Targeting Individual Cells to Fight Antimicrobial Resistance
New molecular tools reveal diversity in bacterial communities.
Treatment for a bacterial infection has two basic steps: Identify the species of bacteria; then administer an antibiotic that kills that species. But increasingly, antimicrobial resistance threatens the effectiveness of established regimens.
One solution may lie in bacterial communities themselves—which are more diverse than previously believed, says Kimberly Davis, PhD, MSc, an assistant professor in Molecular Microbiology and Immunology. Subpopulations of bacteria may differ considerably in growth rate or response to drugs, for example. Exploiting those differences could be key to fighting infections.
Scientists only recently acquired the means to observe such bacterial diversity. “New single-cell techniques … allow you to isolate individual bacteria and study them in more detail, including single-cell sequencing and fluorescence-activated cell sorting,” Davis says.
During her postdoctoral research, using the latter technique to study Yersinia pseudotuberculosis, Davis showed that the host immune response has differential effects on subpopulations of bacteria. For example, some immune cells secrete antimicrobial compounds that affect bacterial cells they contact directly—those on an infection’s periphery—but not the cells deep within. “Direct contact with different immune cells can alter the gene expression of the bacteria,” she says.
To flag individual cells’ responses and behaviors, Davis’ lab has developed several fluorescent “reporters”—DNA sequences engineered to generate proteins that glow when certain genes are turned on, or in response to specific biological events. For example, some reporters light up when the rate of cell division accelerates or slows down, or report how bacteria are responding to treatment with antibiotics.

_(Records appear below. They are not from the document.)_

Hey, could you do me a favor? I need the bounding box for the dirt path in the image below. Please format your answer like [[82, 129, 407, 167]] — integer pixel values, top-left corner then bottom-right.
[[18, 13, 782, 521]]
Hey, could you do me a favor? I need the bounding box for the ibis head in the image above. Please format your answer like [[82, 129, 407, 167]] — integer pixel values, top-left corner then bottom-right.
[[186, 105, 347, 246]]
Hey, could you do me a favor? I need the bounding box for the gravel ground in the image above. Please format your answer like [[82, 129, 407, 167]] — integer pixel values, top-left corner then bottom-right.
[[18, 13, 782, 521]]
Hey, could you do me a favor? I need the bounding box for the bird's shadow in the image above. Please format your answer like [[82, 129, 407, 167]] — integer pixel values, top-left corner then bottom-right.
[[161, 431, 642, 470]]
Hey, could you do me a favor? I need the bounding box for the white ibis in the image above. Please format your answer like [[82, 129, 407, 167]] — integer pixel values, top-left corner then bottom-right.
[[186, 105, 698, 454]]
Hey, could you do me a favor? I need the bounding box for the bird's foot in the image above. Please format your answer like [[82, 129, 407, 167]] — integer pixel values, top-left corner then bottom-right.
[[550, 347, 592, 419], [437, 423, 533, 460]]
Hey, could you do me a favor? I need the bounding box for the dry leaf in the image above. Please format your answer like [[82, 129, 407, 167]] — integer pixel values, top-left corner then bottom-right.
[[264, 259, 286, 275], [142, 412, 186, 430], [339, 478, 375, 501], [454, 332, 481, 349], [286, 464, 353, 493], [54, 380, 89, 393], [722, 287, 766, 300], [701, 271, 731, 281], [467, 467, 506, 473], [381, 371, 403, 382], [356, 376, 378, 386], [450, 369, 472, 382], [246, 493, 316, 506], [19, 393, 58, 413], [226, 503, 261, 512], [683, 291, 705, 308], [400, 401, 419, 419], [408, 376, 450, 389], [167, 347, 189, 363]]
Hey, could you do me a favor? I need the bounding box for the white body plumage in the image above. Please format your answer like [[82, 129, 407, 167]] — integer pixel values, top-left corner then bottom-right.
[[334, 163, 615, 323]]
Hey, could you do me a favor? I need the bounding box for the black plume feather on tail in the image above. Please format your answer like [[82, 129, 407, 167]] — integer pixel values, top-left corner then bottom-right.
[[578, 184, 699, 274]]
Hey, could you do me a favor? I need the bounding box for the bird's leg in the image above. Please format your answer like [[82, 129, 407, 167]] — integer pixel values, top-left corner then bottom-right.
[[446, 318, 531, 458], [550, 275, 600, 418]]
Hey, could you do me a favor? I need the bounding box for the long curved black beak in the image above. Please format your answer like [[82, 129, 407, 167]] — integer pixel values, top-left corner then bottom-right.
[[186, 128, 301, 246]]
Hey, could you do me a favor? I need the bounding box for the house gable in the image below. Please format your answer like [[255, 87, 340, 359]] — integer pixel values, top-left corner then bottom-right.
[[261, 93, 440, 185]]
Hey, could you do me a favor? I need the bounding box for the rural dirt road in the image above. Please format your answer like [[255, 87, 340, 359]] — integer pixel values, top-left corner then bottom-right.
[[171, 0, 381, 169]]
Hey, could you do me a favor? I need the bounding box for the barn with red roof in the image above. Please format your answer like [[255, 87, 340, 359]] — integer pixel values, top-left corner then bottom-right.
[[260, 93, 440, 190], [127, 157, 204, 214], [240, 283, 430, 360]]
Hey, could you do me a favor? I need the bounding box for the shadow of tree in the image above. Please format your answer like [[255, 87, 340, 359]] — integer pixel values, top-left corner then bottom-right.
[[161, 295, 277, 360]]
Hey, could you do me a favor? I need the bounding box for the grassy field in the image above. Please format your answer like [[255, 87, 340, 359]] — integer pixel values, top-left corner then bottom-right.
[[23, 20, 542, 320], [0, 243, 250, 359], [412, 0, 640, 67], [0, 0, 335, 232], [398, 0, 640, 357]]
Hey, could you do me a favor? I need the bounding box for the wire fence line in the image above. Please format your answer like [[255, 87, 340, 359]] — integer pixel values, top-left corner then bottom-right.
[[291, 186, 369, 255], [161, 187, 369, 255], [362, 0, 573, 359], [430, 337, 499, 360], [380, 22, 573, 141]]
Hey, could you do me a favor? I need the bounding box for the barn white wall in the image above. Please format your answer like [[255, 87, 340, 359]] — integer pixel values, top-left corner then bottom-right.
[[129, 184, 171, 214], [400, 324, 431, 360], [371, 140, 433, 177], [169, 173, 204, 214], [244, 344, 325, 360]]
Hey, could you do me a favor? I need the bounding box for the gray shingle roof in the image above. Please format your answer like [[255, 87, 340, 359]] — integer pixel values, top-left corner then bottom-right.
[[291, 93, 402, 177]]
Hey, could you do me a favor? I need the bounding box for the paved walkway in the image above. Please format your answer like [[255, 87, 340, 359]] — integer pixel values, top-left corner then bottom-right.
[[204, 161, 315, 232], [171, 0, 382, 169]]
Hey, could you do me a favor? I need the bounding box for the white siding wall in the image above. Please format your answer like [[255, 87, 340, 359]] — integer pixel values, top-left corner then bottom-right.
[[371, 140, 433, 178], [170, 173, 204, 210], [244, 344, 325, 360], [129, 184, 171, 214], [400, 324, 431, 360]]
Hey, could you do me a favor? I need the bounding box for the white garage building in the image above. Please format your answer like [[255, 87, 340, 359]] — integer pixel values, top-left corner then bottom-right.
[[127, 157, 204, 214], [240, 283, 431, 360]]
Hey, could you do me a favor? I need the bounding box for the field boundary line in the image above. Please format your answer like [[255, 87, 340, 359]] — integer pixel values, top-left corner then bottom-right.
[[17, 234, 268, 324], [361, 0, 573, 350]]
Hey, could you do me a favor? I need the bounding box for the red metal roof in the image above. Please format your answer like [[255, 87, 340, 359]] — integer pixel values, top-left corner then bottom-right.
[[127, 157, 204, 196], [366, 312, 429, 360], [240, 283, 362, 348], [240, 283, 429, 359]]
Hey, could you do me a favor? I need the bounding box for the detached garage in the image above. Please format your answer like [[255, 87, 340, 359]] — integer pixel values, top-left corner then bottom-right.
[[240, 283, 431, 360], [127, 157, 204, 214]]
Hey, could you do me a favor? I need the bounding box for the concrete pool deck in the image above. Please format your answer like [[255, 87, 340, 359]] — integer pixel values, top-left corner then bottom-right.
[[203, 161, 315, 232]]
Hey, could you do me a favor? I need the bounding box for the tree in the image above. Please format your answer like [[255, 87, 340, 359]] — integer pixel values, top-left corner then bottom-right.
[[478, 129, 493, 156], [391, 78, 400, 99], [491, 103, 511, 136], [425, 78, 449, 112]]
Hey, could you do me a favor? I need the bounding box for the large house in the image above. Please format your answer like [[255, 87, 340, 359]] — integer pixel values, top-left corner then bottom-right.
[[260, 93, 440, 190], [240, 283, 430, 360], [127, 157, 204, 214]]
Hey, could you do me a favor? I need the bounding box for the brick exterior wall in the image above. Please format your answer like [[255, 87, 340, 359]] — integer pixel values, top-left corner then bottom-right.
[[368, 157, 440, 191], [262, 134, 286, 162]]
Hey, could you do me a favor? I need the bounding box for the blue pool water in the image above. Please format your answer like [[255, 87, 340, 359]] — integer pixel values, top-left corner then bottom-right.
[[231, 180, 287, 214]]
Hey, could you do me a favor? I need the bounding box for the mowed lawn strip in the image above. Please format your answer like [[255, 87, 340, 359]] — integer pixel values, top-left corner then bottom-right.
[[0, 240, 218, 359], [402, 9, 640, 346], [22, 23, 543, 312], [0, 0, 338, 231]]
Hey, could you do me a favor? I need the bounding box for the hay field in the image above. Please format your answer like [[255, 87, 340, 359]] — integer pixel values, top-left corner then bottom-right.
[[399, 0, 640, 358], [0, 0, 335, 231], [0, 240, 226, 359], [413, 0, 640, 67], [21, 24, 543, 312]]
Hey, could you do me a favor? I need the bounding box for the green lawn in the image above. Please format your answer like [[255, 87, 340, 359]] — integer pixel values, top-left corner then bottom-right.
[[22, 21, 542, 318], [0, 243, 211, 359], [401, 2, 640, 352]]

The resulting insights into the dynamics of bacterial communities could reveal previously overlooked vulnerabilities or lead to more individualized care for patients with infections. Davis is especially keen to apply these tools to Staphylococcus aureus, a dangerous bacterium that can acquire broad resistance to existing antibiotics. “We need to start to think about alternatives [to existing antibiotics],” she says, “whether it be combinations of therapeutics or targeting specific proteins present in that particular infection.”